Avare İle İzmir'den Batıya 13. Bölüm

Korsika’daki fırtınanın ucu, bizi Minorka’da yakaladı.

Balear Adaları, Minorka Adası / 15-21 Ağustos 2022

Sierra Nevada dağlarının uzantısı olan Balear Adalar grubu, deniz çöküntüleri ardından suyun yüzeyinde kalan kara parçalarından oluşur. Beşi büyük ve etrafında birkaç küçük ada vardır. İspanya’nın eyaleti konumundadır.

Balear Adalarına doğru

Tarih boyu çeşitli uygarlıklar gelip geçmiş bu kara parçalarının üzerinden, tıpkı Akdeniz’in şımarık rüzgarları gibi… Hakim kuzey rüzgarları sıkışık Akdeniz’in dağları, ısısı, nemi, düzlükleri ile mevsimine göre değişir. Adaları sayesinde de size zaman zaman korunaklı limanları ile kollarını açar.

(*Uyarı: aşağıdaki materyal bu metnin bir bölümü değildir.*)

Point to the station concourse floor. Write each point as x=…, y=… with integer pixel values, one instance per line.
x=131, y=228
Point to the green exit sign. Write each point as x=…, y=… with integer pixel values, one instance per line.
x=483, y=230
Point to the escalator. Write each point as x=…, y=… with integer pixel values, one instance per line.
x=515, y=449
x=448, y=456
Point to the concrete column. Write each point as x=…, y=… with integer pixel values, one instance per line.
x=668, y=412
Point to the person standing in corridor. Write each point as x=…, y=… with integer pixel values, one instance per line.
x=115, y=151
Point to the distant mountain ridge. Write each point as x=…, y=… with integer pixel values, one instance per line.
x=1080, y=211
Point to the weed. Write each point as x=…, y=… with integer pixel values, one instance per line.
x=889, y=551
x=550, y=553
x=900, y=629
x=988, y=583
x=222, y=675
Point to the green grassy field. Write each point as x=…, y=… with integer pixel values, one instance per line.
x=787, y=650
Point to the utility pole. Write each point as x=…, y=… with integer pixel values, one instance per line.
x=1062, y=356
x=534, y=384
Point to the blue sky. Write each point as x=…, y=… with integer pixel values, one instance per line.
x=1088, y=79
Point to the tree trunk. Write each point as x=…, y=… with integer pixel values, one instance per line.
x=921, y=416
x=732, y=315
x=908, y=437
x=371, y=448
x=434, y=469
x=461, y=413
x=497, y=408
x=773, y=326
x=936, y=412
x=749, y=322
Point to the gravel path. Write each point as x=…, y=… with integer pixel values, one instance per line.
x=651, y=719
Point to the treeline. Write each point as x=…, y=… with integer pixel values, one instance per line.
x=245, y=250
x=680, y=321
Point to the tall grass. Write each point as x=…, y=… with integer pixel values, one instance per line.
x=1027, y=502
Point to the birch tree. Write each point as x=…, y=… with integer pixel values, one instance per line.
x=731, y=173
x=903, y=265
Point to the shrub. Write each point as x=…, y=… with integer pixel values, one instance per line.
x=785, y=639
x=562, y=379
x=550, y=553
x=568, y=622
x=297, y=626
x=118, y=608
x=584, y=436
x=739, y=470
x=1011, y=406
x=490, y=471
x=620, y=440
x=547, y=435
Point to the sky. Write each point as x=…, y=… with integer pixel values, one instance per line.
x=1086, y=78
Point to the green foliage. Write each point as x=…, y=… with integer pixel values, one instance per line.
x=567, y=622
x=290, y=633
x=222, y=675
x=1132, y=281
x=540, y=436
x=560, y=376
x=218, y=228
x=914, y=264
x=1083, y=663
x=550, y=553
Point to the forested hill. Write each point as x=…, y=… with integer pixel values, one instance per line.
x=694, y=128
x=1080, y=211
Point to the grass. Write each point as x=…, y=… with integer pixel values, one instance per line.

İtalya’dan güzel bir hava ile doldurduk Avare’nin yelkenlerini. 6-7 knot süratle yol aldıysak da ilerleyen zaman içinde kah motor seyri ile kah rüzgarla Minorka Adası’na vardık.

Minorka Adası’nda Cala Teulera Koyu’na yaklaştığımızda önümüzdeki hareketli günlerin, adanın güzelliklerinden başka gösterecekleri ile ilgili en ufak bir fikrimiz yoktu. Cala Teulera, merkez Mahon’a kadar daralarak giden koy’un içine yerleşmiş bir adacıkla ana karanın arasında bir demir yeri. Ana kara, adacığı sarmalamış batıya doğru. Adanın kıyısında teknelerin güvenle merkeze gitmelerini sağlayan lateral şamandıralar demirleme alanını da sınırlamış. Zeminde sıklıkla deniz çayırı var. Çapanızı atarken dikkat etmek gerekiyor. 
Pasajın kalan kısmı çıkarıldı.